Anglicare Issues Child Abuse Apology
Thursday, 3rd July 2014 at 12:04 pm
Child welfare agency Anglicare Victoria has issued a public apology over claims of abuse of young children in its care, saying it is devastated by the incidents highlighted in the Children’s Court.
The statement said Anglicare Victoria was sorry for any impact on the children.
The apology comes after the ABC reported on court hearings that “children in the care of the Department of Human Services were subjected to horrifying sexual and physical abuse by older children at Victorian residential care facilities”.
The Minister for Community Services Mary Wooldridge told the ABC an investigation had found it was the right decision to remove the children from their parents, but there was negligence on the part of Anglicare.
“My view is that there have been mistakes made along the way in terms of managing the care of these children,” Wooldridge said.
Anglicare said in its statement that while acknowledging mistakes were made, caring for the most abused and traumatised children was complex and demanding work.
The agency said it acted immediately once made aware of the incidents and assisted an independent review of them.
It is also calling for a wider review of residential care services to prevent similar incidents.
Anglicare Victoria works with young people living in or exiting state care providing combined accommodation and training programs for at-risk youth, and support programs for children who are leaving out-of-home care.
Anglicare said children and the families of children in care have a right to be safe and to be appropriately cared for and protected.
The agency said the complexities of this mix of children provided a difficult challenge for carers.
“The day-to-day care of children and young people who have histories of abuse and neglect or who have behavioural issues is rarely straightforward, and often very challenging for all concerned,” Anglicare Victoria Chief Executive Officer Paul McDonald said.
“Too often, as has happened in this case, the need to place the child overrides the consideration or suitability of placing different children together in the one unit.
“The mix of children in these units is often inappropriate and this case again highlights the need to review the way children are assessed and enter residential care.
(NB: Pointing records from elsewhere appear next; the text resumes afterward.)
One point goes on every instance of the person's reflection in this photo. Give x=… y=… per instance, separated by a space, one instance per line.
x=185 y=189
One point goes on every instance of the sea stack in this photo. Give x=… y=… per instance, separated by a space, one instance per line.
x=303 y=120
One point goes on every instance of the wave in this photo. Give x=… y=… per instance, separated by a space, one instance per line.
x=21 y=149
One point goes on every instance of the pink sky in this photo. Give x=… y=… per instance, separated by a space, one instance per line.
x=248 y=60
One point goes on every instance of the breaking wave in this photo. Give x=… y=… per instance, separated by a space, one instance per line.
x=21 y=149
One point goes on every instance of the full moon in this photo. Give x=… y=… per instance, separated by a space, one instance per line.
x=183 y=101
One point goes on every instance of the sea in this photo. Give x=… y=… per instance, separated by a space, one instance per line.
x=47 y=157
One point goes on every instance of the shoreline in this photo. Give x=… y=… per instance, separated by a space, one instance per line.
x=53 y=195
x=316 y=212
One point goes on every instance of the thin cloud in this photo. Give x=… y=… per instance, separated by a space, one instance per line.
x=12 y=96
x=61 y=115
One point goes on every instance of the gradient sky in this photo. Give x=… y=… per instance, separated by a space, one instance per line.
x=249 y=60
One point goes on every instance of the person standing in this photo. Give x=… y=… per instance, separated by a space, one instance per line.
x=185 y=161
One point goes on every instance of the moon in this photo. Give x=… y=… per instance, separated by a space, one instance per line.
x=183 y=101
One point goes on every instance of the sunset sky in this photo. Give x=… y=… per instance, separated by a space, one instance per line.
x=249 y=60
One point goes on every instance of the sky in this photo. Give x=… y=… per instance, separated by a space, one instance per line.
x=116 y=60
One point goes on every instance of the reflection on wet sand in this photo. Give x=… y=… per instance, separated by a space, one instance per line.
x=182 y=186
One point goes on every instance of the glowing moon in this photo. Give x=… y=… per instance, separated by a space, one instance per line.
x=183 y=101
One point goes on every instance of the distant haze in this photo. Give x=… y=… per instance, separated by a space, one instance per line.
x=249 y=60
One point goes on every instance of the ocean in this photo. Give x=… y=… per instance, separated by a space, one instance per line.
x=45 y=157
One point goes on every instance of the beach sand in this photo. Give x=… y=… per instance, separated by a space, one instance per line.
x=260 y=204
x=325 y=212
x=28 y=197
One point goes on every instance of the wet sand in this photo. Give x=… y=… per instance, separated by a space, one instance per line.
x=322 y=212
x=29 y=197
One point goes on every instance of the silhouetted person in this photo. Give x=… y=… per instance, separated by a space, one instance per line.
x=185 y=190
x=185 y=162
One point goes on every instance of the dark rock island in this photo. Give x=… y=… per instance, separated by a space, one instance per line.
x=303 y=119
“While the decision on who was placed in this particular home was made by the courts and the Department of Human Services, the unit involved – in which the staff do a remarkable job under difficult circumstances – simply did not have the capacity to provide the level of monitoring each of these young people required in this instance.”
McDonald added that while he and those involved were saddened by what had happened, he would not comment further as the matter was still being considered by the Children’s Court.
He said Anglicare had also acted to boost training and staff numbers at homes with children such as these who require specialised or additional monitoring and support.
Last week a Victorian Government advisory group appointed to drive reforms in out-of-home care met for the first time.
Minister Wooldridge said the Out-of-Home Care Reform Advisory Group would provide expert advice on the implementation of Out-of-Home Care: A Five Year Plan and develop strategies that will dramatically improve the lives of children and young people living in state care.